Goal Reduction with Loop-Removal Accelerates RL and Models Human Brain Activity in Goal-Directed Learning

Huzi Cheng,Joshua Brown
DOI: https://doi.org/10.1101/2024.03.19.585826
2024-10-13
Abstract:Goal-directed planning presents a challenge for classical RL algorithms due to the vastness of the combinatorial state and goal spaces, while humans and animals adapt to complex environments, especially with diverse, non-stationary objectives, often employing intermediate goals for long-horizon tasks. Here, we propose a goal reduction mechanism for effectively deriving subgoals from arbitrary and distant original goals, using a novel loop-removal technique. The product of the method, called goal-reducer, distills high-quality subgoals from a replay buffer, all without the need for prior global environmental knowledge. Simulations show that the goal-reducer can be integrated into RL frameworks like Deep Q-learning and Soft Actor-Critic. It accelerates performance in both discrete and continuous action space tasks, such as grid world navigation and robotic arm manipulation, relative to the corresponding standard RL models. Moreover, the goal-reducer, when combined with a local policy, without iterative training, outperforms its integrated deep RL counterparts in solving a navigation task. This goal reduction mechanism also models human problem-solving. Comparing the model's performance and activation with human behavior and fMRI data in a treasure hunting task, we found matching representational patterns between an goal-reducer agent's components and corresponding human brain areas, particularly the vmPFC and basal ganglia. The results suggest that humans may use a similar computational framework for goal-directed behaviors.
Neuroscience
What problem does this paper attempt to address?

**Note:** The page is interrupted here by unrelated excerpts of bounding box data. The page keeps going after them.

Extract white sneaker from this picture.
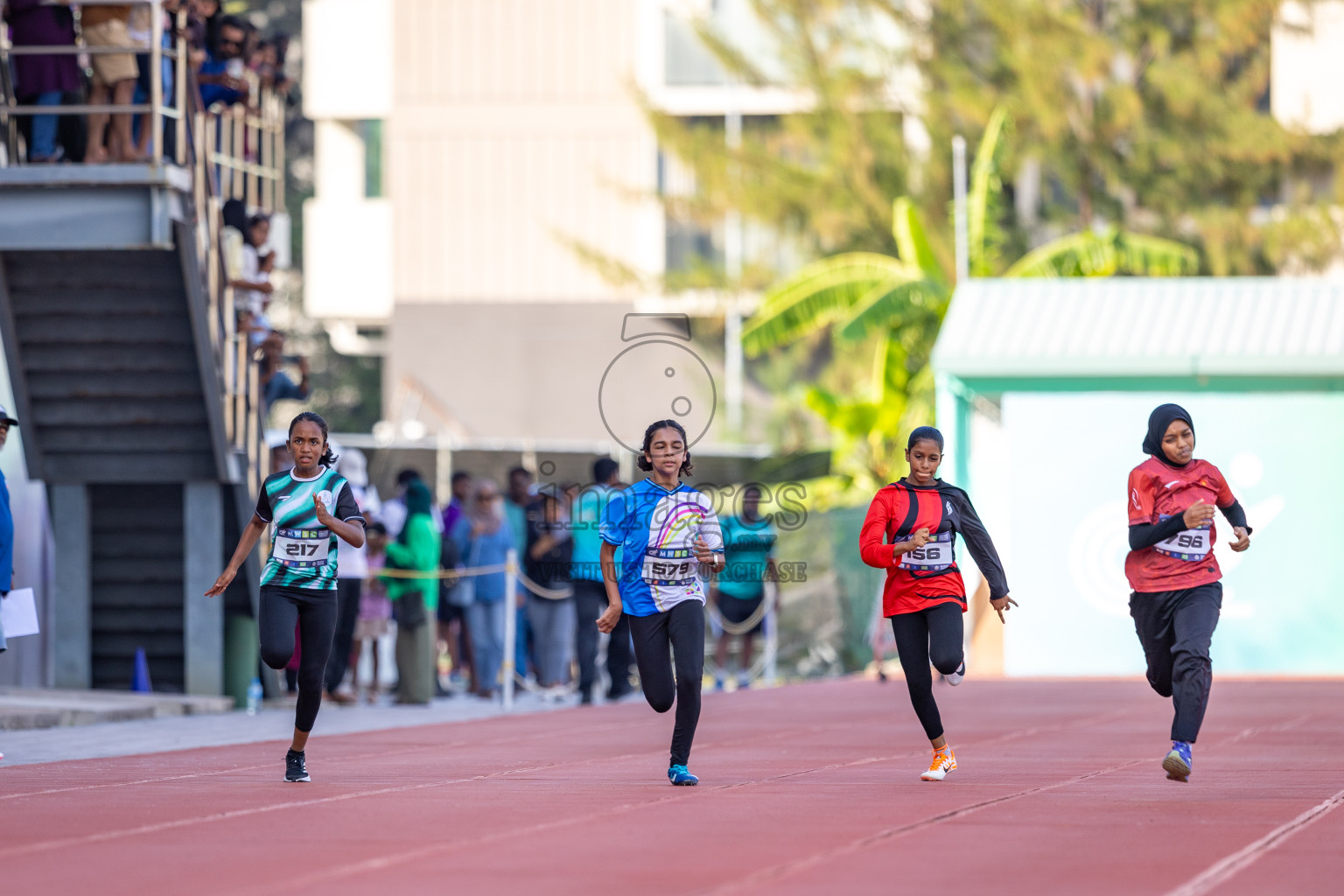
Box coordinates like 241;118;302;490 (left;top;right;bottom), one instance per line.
920;747;957;780
948;660;966;688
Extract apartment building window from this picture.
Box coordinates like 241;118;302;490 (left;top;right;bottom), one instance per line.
359;118;383;199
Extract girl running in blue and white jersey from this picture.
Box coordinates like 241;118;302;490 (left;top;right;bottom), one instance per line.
597;421;723;786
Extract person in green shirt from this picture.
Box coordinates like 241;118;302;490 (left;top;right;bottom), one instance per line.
387;480;441;704
710;485;780;690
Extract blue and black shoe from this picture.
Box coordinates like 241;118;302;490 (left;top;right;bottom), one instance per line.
668;766;700;788
1163;740;1195;780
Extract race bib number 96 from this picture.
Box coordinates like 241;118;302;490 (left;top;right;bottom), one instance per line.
900;532;953;572
1153;525;1214;563
270;529;331;570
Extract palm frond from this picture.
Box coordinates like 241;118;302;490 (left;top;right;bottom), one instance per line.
1119;233;1199;276
742;253;910;356
891;196;948;284
1004;230;1199;276
836;278;948;342
966;106;1008;276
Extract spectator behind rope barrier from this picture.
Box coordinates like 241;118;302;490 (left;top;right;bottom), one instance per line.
452;480;514;698
387;480;441;704
523;485;575;700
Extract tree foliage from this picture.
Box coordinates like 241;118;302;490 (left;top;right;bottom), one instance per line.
903;0;1344;274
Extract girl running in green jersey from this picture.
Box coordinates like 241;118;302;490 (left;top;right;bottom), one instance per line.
206;411;364;782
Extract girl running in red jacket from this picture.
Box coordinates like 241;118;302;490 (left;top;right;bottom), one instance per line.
859;426;1018;780
1125;404;1251;780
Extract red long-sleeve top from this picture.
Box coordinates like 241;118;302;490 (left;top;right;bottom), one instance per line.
859;480;1008;617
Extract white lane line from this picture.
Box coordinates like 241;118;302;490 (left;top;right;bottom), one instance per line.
1166;790;1344;896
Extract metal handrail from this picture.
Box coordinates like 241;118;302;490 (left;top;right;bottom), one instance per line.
0;0;187;165
0;0;285;492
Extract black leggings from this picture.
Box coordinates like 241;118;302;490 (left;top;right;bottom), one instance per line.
630;600;704;766
1129;582;1223;743
891;602;962;740
259;584;338;731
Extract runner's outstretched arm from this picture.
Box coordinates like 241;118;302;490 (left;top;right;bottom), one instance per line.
206;514;270;598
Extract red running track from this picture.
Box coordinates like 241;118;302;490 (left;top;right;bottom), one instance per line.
0;678;1344;896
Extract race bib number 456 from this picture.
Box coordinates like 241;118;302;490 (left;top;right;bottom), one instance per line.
900;532;953;572
270;529;331;570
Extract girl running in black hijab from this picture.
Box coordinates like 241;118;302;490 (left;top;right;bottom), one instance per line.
1125;404;1251;780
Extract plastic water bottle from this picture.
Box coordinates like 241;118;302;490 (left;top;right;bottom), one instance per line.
248;678;262;716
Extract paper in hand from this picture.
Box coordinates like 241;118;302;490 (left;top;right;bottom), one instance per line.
0;588;38;640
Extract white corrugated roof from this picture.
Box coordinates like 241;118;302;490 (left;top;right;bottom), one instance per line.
933;276;1344;377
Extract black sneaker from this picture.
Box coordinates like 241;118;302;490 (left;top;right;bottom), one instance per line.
285;750;312;785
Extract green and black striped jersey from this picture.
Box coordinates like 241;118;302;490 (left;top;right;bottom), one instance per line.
256;467;364;592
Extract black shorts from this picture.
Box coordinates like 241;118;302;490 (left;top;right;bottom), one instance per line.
719;592;765;634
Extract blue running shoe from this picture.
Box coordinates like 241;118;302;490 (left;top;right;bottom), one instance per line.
668;766;700;788
1163;740;1195;780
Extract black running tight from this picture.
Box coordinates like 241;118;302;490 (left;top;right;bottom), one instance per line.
630;600;704;766
891;602;962;740
258;584;339;731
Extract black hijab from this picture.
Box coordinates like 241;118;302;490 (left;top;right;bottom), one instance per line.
1144;404;1195;466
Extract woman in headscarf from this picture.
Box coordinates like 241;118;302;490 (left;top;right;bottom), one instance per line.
859;426;1018;780
387;480;439;704
452;480;514;698
1125;404;1251;780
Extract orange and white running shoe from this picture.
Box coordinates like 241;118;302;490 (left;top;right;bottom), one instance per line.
920;746;957;780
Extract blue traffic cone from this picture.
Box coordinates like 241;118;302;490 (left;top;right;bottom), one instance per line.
130;648;155;693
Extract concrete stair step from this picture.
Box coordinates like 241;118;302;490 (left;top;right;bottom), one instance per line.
0;688;234;731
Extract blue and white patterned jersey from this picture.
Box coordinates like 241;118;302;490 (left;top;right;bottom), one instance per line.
601;480;723;617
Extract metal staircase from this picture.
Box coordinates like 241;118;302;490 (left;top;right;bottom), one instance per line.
0;0;284;693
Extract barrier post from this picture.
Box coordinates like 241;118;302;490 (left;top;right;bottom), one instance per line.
502;548;517;712
760;582;780;688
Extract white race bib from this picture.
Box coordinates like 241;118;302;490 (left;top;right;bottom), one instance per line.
1153;525;1214;563
900;532;953;572
270;529;332;570
641;548;699;584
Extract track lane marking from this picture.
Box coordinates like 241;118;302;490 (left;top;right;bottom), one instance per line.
212;710;1143;896
699;715;1311;896
1166;790;1344;896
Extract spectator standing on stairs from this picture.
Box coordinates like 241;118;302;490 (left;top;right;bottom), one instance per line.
0;406;19;653
5;0;80;164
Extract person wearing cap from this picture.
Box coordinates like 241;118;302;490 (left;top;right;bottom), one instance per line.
0;406;19;653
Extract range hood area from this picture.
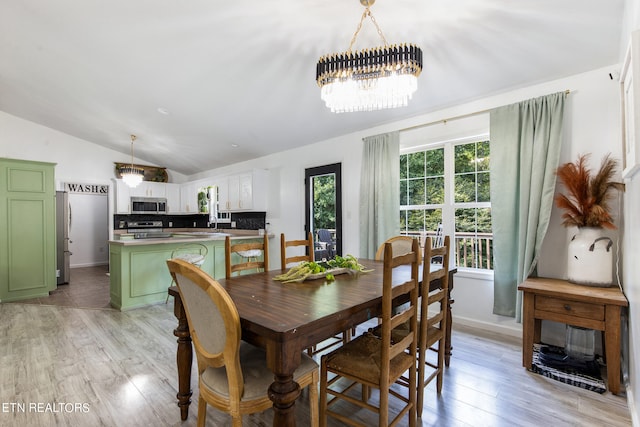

The paper aims to address the challenges faced by classical Reinforcement Learning (RL) algorithms in goal-oriented tasks, particularly the efficiency issues when dealing with complex and variable goals. Specifically, the paper proposes a new goal reduction mechanism that effectively derives subgoals from arbitrary and distant original goals through a novel loop-removal technique. This method can extract high-quality subgoals from the replay buffer without prior knowledge of global environmental information. Moreover, this mechanism not only accelerates performance improvement in standard RL frameworks such as Deep Q-learning and Soft Actor-Critic but also solves navigation tasks by combining local policy without iterative training, outperforming integrated deep RL models in performance. The study also found that this goal reduction mechanism can simulate the human problem-solving process and matches the activity patterns of specific brain regions (such as the ventromedial prefrontal cortex vmPFC and basal ganglia), suggesting that humans may also use a similar computational framework for goal-directed behavior.